Dass aber die deutschen Lohnstückkosten Anfang dieses Jahrtausends infolge der deutschen Einheit und wegen der Globalisierung noch zu hoch gewesen sein sollen, das dürfte sich am Ende als die dreisteste Talkshow-Lüge herausstellen, die es jemals in diesem Land gegeben hat, wie wir demnächst hier an dieser Stelle noch sehen werden. Und sicher gab es seit 1970 häufig Lohnübertreibungen aus Sicht der Unternehmen – keine Frage. Aber das ist seit 1996 vorbei. Seitdem gibt es nur noch krasse Lohnuntertreibungen.
Die Kapitulation der Gewerkschaften
Leider gab es Mitte der 90er Jahre in Deutschland bereits ein Niedriglohnland im Osten, was die Macht der Gewerkschaften für immer gebrochen hat. Mit der Agenda 2010, mit der die SPD die Niedriglöhner auch im Westen einführte, haben die Gewerkschaften dann nur noch ihre Kapitulationsurkunde unterschrieben. (Dass sie damals keine Mindestlöhne wollten, darüber ärgern sie sich zu Recht noch heute…)
Nun haben wir den Salat. Jetzt wo wir alle die Gewerkschaften dringend bräuchten, strecken die Arbeitskämpfer nur noch müde ihre Fäuste empor. Jetzt, wo die FAZ bereits von Vollbeschäftigung träumt!
Selbst die Jungs aus der Finanzindustrie haben es begriffen
Dass die IG Metall mit nur 5,5 Prozent in den laufenden Tarifverhandlungen geht, das ist im wahrsten Sinne des Wortes ein Armutszeugnis für Deutschland. Mindestens 10 Prozent sollten es sein, um am Ende auch bei den 5 Prozent zu landen, die der Sachverständige der Bundesregierung Peter Bofinger für angemessen hält. Nicht einmal mehr auf „ihre“ Ökonomen hören die Gewerkschaften noch!
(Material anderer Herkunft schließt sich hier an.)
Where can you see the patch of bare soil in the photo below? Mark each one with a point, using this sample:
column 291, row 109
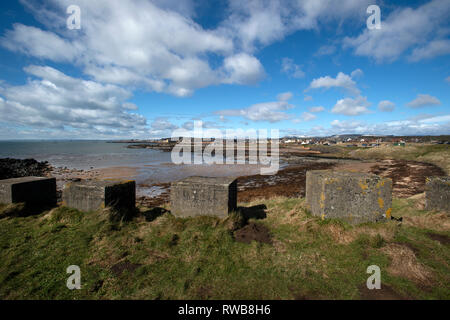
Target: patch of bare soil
column 121, row 267
column 289, row 182
column 408, row 177
column 404, row 264
column 385, row 293
column 253, row 232
column 443, row 239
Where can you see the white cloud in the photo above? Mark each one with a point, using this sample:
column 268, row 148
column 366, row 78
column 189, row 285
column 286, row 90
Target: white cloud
column 57, row 101
column 137, row 44
column 35, row 42
column 285, row 96
column 268, row 111
column 341, row 81
column 351, row 107
column 386, row 106
column 316, row 109
column 357, row 73
column 326, row 50
column 306, row 116
column 404, row 29
column 290, row 68
column 243, row 69
column 424, row 100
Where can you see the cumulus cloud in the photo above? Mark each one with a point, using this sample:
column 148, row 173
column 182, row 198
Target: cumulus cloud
column 386, row 106
column 285, row 96
column 405, row 29
column 357, row 73
column 243, row 69
column 268, row 111
column 316, row 109
column 306, row 116
column 326, row 50
column 341, row 81
column 256, row 23
column 290, row 68
column 138, row 44
column 424, row 100
column 429, row 126
column 351, row 107
column 51, row 99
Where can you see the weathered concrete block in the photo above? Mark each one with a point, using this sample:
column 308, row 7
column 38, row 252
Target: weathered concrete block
column 350, row 196
column 437, row 193
column 30, row 190
column 197, row 196
column 94, row 195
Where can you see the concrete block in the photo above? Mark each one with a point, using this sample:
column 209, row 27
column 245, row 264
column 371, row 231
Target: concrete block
column 94, row 195
column 350, row 196
column 197, row 196
column 437, row 193
column 34, row 191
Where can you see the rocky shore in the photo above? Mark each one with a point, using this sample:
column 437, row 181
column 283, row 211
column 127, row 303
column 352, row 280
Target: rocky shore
column 408, row 177
column 16, row 168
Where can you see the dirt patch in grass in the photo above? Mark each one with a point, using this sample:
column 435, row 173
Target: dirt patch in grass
column 408, row 177
column 434, row 221
column 443, row 239
column 253, row 232
column 404, row 264
column 385, row 293
column 121, row 267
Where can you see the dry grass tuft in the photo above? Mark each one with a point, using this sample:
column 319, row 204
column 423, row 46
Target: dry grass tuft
column 429, row 220
column 404, row 264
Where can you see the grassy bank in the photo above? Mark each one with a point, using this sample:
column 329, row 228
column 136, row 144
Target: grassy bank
column 158, row 256
column 431, row 153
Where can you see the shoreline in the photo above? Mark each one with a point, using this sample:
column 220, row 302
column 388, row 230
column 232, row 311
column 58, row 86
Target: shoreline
column 408, row 176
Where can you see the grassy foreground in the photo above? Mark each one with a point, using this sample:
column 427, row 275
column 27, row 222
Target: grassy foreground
column 431, row 153
column 158, row 256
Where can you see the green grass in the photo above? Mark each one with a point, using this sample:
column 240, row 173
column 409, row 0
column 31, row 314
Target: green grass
column 430, row 153
column 198, row 258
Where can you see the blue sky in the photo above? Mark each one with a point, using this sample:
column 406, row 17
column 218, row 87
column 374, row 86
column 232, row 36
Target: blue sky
column 141, row 69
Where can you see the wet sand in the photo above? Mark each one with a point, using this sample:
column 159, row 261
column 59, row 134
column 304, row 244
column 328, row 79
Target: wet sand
column 153, row 183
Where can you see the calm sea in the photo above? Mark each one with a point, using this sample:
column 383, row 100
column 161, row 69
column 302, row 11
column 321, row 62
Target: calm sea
column 82, row 154
column 152, row 165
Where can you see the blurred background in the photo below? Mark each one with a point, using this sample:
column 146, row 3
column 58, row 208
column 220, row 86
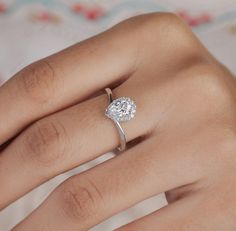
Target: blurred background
column 33, row 29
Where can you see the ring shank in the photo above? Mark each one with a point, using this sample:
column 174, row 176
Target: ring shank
column 121, row 132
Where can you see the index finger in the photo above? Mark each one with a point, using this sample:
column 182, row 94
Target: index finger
column 63, row 79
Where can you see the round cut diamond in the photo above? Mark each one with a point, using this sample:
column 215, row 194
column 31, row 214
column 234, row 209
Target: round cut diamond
column 121, row 109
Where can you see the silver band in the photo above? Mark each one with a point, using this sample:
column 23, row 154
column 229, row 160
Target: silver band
column 121, row 132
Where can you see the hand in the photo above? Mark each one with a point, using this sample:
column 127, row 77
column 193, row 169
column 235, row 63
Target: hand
column 186, row 114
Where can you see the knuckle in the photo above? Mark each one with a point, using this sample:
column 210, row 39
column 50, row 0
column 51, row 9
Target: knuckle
column 209, row 86
column 164, row 32
column 45, row 141
column 38, row 81
column 81, row 199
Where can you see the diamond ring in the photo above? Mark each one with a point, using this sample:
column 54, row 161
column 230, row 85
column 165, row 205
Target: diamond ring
column 120, row 110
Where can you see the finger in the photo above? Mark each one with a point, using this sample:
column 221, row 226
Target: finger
column 65, row 78
column 87, row 199
column 197, row 210
column 71, row 137
column 174, row 217
column 61, row 142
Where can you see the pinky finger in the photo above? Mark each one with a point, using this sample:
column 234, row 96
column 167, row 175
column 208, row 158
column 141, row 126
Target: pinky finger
column 174, row 217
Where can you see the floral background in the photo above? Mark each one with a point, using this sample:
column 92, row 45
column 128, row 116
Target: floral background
column 32, row 29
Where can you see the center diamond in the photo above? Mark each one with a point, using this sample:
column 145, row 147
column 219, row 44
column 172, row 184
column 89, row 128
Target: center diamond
column 121, row 109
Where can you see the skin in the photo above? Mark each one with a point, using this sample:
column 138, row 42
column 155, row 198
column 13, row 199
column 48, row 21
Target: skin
column 185, row 122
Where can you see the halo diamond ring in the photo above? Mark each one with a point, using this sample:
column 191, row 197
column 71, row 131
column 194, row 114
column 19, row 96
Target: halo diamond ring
column 120, row 110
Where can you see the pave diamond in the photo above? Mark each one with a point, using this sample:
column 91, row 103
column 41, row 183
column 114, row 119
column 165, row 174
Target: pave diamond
column 121, row 109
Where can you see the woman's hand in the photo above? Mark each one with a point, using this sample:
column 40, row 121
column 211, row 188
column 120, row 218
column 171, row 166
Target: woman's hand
column 186, row 119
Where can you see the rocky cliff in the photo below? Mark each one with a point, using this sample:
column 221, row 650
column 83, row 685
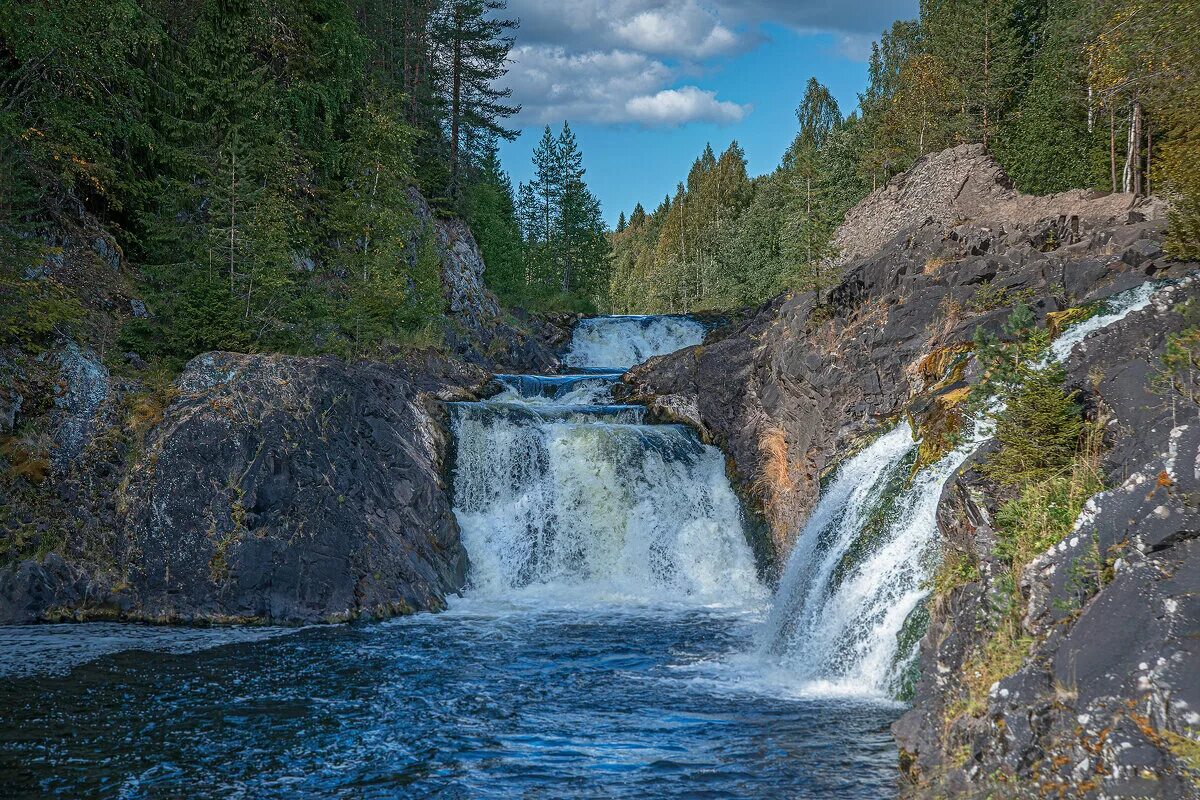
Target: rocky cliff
column 1101, row 699
column 255, row 488
column 268, row 489
column 787, row 390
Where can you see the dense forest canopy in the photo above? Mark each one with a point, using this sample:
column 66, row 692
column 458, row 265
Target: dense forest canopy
column 252, row 160
column 1066, row 94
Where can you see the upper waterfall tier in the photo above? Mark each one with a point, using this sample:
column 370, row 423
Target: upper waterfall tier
column 622, row 342
column 562, row 492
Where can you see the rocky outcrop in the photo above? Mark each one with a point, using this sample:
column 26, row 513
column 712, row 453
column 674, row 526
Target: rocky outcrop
column 790, row 389
column 481, row 331
column 1103, row 704
column 1105, row 701
column 274, row 488
column 965, row 184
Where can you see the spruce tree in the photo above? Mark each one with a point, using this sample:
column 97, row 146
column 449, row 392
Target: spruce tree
column 473, row 46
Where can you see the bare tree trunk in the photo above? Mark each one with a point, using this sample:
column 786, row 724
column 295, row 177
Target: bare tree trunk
column 1135, row 156
column 1150, row 152
column 1127, row 173
column 987, row 64
column 455, row 100
column 1113, row 145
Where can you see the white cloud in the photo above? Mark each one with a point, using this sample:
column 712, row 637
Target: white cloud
column 675, row 107
column 613, row 61
column 684, row 29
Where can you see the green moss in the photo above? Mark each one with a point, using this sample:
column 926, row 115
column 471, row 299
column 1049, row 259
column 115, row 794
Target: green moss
column 875, row 527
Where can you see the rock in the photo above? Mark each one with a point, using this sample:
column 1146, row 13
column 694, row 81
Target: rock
column 136, row 361
column 83, row 388
column 108, row 251
column 294, row 491
column 965, row 184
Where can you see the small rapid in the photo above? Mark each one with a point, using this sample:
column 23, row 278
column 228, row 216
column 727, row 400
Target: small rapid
column 849, row 612
column 622, row 342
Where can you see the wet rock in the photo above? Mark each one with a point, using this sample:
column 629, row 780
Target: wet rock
column 294, row 489
column 82, row 389
column 483, row 334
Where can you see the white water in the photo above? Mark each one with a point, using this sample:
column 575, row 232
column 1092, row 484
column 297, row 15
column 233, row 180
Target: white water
column 563, row 495
column 622, row 342
column 861, row 566
column 1116, row 308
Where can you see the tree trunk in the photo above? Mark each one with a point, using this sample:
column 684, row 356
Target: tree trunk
column 987, row 74
column 1150, row 152
column 455, row 98
column 1137, row 148
column 1113, row 145
column 1127, row 173
column 233, row 215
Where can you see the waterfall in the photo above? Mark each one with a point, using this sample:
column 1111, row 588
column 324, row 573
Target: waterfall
column 1115, row 308
column 561, row 493
column 846, row 617
column 621, row 342
column 859, row 569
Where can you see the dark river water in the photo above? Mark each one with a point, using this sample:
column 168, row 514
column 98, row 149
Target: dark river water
column 485, row 701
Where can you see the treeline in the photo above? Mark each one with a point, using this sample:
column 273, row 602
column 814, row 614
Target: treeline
column 252, row 160
column 1066, row 94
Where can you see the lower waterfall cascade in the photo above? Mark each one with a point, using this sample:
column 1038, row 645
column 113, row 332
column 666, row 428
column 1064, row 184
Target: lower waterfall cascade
column 846, row 617
column 615, row 637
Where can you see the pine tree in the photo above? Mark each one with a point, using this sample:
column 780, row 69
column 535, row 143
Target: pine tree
column 473, row 46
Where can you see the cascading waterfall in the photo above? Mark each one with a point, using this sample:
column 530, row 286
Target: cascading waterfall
column 562, row 493
column 846, row 614
column 621, row 342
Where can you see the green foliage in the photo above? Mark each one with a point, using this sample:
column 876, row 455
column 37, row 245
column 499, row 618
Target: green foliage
column 252, row 161
column 567, row 251
column 1048, row 462
column 1039, row 423
column 1179, row 374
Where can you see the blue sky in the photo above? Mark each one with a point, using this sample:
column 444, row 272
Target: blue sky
column 647, row 83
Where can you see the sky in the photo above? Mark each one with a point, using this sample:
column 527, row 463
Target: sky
column 647, row 83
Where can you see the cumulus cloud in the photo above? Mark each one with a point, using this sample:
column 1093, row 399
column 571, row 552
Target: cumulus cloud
column 673, row 107
column 683, row 29
column 862, row 17
column 615, row 61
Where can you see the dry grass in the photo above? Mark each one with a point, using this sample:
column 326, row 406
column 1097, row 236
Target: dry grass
column 28, row 455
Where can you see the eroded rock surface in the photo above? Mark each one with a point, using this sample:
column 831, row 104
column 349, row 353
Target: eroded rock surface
column 791, row 388
column 1107, row 698
column 1104, row 703
column 274, row 488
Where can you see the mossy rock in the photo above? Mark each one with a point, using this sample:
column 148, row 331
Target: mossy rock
column 1060, row 320
column 937, row 426
column 945, row 365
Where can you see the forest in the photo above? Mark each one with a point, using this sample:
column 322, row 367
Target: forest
column 252, row 161
column 1066, row 94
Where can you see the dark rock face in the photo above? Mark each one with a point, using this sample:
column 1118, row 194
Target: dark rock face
column 483, row 332
column 1104, row 704
column 275, row 488
column 293, row 489
column 1109, row 689
column 789, row 389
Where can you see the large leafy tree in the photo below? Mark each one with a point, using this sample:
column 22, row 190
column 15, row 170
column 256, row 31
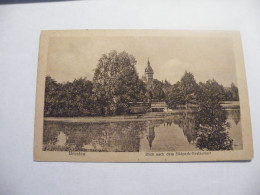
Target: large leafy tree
column 188, row 88
column 116, row 83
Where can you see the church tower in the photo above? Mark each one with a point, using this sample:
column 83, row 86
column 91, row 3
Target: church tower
column 149, row 75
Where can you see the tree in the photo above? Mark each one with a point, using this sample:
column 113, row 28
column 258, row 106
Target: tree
column 116, row 83
column 158, row 90
column 210, row 94
column 175, row 97
column 52, row 89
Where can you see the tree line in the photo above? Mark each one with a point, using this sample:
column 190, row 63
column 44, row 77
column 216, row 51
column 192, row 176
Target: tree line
column 116, row 83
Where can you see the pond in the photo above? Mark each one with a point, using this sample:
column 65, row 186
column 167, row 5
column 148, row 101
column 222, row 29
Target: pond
column 184, row 131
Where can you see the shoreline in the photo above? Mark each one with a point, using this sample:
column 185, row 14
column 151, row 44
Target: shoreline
column 135, row 117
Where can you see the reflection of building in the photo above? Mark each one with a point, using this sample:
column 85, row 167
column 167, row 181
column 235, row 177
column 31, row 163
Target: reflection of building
column 150, row 134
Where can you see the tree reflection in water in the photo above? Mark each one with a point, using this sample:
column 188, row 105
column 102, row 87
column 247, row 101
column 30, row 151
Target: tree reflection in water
column 206, row 129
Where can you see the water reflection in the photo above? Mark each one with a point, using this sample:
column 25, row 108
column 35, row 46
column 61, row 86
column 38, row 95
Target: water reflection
column 219, row 130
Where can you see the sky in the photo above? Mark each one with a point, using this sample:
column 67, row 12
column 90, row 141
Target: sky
column 70, row 58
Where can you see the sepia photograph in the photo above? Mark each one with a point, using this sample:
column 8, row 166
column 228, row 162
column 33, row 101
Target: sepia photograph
column 146, row 95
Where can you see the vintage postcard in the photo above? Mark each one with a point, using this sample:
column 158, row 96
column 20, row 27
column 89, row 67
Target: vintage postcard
column 141, row 96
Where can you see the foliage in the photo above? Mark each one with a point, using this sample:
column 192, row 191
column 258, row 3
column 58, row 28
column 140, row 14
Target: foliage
column 116, row 83
column 68, row 99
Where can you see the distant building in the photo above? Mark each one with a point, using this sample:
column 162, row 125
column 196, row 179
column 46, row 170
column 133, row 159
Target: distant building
column 148, row 77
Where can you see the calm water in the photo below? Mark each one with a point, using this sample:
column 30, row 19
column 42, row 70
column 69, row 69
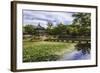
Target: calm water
column 76, row 55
Denn Bofinger gilt auch als gewerkschaftsnah, was uns aber völlig egal sein kann – solange es darum geht, diesen Kapitalismus noch irgendwie zu retten. Genau um das geht es nämlich, um nichts mehr und um nichts weniger. Viele in der Finanzindustrie haben das längst begriffen, so wie der jahrelange Gewerkschaftshasser, einstige New Economy-Prophet und Spekulant Henry Blodget.